Carbon capture and storage (CCS) technologies such as oxy-fuel combustion, chemical looping combustion, and post-combustion capture systems offer the most promising approaches for reducing CO2 emissions from fossil fuel power plants. Large-scale commercial deployment of CO2 capture technologies requires an understanding of how to scale laboratory designs of multiphase flow reactors to industrial sizes. However, the direct scale-up of such reactors is known to be unreliable, and the current approach requires building and testing physical systems at increasingly larger intermediate scales. The cost in both dollars and development time of having to build and extensively test systems at multiple intermediate scales is prohibitive. High-fidelity computational tools that use exascale computing power can be used to model emerging CCS technologies to enable the design and optimization of these systems, which are critical to controlling costs and reducing the risk of designs failing to meet performance standards.

Project Details

This work specifically targets scale-up of gas-solids reactors like chemical looping reactors (CLRs) through the creation of MFIX-Exa, an exascale capable computational fluid dynamics–discrete element method (CFD-DEM) code, which represents the next generation of the highly successful NETL-based MFIX code. CFD-DEM is an approach that allows for tracking of individual particles (DEM portion) within a continuum fluid phase (CFD portion). Rather than starting the new code from a completely blank slate, MFIX-Exa is built within the AMReX framework, an ECP co-design center for adaptive mesh refinement and block structured numerical algorithms at exascale. The multi-lab team integrates expertise in HPC directly with expertise in multiphase flow modeling and will outperform the existing MFIX by orders of magnitude. MFIX-Exa will enable the development of gas-solids reactors for the removal of CO2 from point sources, such as fossil-fuel based power plants and industrial processes, or directly from the atmosphere, with minimum cost and energy penalty.

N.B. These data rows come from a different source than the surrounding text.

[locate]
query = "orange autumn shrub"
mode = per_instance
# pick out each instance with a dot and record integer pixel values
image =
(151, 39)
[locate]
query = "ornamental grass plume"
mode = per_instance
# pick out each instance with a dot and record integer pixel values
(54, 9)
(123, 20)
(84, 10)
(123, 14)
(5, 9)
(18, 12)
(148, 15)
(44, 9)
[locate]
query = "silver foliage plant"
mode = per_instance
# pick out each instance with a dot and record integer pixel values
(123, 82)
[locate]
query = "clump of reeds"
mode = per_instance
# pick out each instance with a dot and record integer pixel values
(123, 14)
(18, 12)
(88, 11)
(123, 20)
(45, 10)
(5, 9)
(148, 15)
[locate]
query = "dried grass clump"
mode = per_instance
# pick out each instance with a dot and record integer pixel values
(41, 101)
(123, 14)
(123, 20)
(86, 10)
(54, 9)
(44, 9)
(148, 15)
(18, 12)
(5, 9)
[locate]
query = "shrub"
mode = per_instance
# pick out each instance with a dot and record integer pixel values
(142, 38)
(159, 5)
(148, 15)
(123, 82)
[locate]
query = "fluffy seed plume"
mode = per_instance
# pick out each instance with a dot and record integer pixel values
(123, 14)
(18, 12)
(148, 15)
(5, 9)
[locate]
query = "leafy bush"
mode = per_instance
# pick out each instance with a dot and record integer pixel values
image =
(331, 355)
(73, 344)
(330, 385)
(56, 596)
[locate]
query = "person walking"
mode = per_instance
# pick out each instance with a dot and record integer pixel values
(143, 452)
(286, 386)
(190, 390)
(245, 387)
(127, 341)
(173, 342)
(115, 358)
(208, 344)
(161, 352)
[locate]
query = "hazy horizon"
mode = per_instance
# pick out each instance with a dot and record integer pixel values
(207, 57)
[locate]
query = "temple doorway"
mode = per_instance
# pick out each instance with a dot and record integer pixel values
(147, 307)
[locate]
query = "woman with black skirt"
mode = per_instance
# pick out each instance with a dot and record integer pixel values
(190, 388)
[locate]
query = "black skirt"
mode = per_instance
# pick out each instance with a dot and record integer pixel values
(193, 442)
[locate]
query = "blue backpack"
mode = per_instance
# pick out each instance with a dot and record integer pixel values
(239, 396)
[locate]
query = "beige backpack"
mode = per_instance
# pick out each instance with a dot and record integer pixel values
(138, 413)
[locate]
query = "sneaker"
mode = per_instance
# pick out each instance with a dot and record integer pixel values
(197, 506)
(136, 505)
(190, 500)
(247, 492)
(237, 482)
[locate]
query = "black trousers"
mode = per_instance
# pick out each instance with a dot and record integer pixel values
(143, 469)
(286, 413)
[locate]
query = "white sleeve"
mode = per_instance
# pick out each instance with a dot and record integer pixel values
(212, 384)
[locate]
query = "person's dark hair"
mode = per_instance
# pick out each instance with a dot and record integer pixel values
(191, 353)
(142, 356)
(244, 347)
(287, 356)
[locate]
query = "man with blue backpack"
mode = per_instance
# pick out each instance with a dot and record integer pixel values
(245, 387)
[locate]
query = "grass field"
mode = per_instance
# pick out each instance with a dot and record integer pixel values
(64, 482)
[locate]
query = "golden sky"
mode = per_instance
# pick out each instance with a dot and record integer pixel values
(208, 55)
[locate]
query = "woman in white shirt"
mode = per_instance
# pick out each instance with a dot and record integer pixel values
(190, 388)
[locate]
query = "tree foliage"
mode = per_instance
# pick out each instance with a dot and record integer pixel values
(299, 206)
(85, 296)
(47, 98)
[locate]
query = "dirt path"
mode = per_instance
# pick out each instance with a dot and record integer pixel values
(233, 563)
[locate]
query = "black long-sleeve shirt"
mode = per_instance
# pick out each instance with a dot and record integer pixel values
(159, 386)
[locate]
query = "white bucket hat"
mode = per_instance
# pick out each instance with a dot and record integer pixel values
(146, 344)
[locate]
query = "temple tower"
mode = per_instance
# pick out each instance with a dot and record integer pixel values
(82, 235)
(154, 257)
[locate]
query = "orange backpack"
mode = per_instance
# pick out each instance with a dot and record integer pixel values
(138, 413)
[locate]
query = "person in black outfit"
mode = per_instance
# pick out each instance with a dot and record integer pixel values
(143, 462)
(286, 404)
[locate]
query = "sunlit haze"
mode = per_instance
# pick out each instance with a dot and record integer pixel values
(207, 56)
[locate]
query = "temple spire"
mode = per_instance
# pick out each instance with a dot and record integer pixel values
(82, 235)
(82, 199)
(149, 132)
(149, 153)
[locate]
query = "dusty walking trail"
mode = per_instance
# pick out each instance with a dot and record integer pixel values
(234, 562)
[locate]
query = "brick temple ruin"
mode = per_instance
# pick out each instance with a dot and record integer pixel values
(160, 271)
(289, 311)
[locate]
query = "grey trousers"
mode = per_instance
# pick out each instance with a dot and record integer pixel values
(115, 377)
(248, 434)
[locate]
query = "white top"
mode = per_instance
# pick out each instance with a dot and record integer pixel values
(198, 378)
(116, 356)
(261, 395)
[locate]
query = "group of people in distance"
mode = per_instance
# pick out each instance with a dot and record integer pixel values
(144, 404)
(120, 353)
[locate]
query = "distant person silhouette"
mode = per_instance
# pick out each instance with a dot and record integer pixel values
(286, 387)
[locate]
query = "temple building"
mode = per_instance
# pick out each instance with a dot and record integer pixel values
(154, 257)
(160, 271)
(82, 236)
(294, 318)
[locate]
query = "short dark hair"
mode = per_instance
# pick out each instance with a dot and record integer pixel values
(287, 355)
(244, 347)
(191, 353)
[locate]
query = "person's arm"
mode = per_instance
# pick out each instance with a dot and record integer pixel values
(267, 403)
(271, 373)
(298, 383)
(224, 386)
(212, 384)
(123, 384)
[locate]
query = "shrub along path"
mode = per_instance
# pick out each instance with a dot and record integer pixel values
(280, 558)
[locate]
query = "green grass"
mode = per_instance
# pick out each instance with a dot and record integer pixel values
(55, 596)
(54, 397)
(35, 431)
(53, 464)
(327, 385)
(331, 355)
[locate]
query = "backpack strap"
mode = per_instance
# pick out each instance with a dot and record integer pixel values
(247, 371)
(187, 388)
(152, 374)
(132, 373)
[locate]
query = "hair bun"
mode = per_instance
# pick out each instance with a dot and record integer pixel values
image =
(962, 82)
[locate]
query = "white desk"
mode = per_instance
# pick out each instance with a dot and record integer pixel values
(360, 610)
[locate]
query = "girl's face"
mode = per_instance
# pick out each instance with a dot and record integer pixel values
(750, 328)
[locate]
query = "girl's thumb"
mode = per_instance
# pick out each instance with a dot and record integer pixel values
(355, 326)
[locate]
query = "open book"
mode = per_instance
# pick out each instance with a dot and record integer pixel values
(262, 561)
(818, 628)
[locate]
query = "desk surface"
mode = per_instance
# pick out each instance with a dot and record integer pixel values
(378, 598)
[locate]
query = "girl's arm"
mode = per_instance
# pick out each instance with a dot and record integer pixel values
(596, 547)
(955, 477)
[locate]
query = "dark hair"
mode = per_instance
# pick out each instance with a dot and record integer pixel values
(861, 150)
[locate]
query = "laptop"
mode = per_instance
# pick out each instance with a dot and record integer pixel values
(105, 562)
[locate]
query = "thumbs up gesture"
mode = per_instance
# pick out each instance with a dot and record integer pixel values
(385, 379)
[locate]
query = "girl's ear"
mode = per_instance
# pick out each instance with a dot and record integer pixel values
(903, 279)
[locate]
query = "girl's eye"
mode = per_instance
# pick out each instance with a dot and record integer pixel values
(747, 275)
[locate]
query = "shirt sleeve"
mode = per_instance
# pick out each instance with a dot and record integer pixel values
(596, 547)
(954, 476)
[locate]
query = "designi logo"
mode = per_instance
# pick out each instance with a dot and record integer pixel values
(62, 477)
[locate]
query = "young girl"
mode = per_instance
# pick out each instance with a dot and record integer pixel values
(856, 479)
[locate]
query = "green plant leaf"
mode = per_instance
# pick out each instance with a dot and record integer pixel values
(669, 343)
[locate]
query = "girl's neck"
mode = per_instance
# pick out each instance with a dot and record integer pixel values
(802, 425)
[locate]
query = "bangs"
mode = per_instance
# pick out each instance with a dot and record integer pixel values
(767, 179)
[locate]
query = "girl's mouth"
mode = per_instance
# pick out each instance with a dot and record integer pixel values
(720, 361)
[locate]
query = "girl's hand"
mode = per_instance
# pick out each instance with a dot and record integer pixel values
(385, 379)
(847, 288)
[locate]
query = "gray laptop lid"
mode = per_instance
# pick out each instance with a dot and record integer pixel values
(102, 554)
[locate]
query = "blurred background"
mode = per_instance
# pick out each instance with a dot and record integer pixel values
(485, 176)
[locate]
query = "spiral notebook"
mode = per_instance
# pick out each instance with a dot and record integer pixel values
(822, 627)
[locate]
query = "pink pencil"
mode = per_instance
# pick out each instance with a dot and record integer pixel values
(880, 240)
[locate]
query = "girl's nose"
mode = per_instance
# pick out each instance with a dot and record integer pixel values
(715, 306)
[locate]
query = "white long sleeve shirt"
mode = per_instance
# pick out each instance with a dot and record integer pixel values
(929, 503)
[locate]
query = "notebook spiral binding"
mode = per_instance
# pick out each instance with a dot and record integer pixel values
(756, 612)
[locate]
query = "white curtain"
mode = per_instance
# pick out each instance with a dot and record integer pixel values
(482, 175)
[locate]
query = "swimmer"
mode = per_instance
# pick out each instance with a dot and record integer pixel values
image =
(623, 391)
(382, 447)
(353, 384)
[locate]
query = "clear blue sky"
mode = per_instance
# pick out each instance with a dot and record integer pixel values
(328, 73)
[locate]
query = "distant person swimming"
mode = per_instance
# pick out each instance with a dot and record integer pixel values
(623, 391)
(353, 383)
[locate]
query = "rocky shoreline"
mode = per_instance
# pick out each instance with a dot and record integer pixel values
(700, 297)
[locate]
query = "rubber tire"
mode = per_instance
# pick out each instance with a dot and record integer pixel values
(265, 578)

Figure 1: The 50kW Chemical Looping Reactor at NETL, (left) and details of particle flow possible in the riser section of the reactor (right).

The challenge problem for MFIX-Exa is a full-scale simulation of NETL’s 50kW CLR as depicted in Figure 1 and discussed by PI Jordan Musser in a Let’s Talk Exascale podcast.

A cold-flow (non-reacting, isothermal) simulation of only the riser section has been carried out on NETL’s Joule supercomputer. A snapshot of the cold-flow demonstration problem is also shown in the image above and an animation can be found in the MFIX-Exa gallery. A successful simulation of the full challenge problem will require representing the complex geometry and the various gas- solids flow regimes occurring in the CLR (bubbling bed, riser, cyclone, standpipe, and L-valve), and modeling the chemical reactions and interphase heat and mass transfer. Without the capabilities of MFiX-Exa at exascale, it is not possible to resolve the distribution in particle-scale properties (size, density, chemical conversion) in simulations of gas-solids reactors as large as NETL’s CLR.

Principal Investigator(s):

Madhava Syamlal, National Energy Technology Laboratory


National Energy Technology Laboratory, Lawrence Berkeley National Laboratory, University of Colorado – Boulder

Progress to date

  • Replaced the SIMPLE algorithm for fluid flow with a modern projection method, achieving a 4x speed-up.
  • Extended physical modeling capabilities to include heat and mass transfer, species composition and chemical reactions.
  • Added a lower-fidelity particle-in-cell (PIC) needed to enable initial condition bootstrapping and save computational resources that would be otherwise required for evolving the (guessed) initial condition to a fully-developed state.
  • Implemented dynamic load-balancing strategies that account for particle density and a dual- grid approach that simultaneously optimizes CFD and DEM calculations.
  • Performed weak scaling studies using a simple setup to assess performance at scale, up to 8,192 GPUs on OLCF’s Summit supercomputer, nearly 30% of the leadership-class machine.
  • Enabled AMReX embedded boundary capability for the creation complex geometries, such as that of a CLR.
  • Fully ported the code from CPU to GPU and abstracted for next-generation GPU architectures through AMReX. This was aided by a NERSC hackathon, a second round of which recently led to a 3x GPU performance improvement.

MFIX-Exa will deliver high-fidelity multiphase flow modeling capabilities that can aid in the design process of emerging carbon capture technologies to reduce development costs and ensure that scaled-up reactors meet performance targets.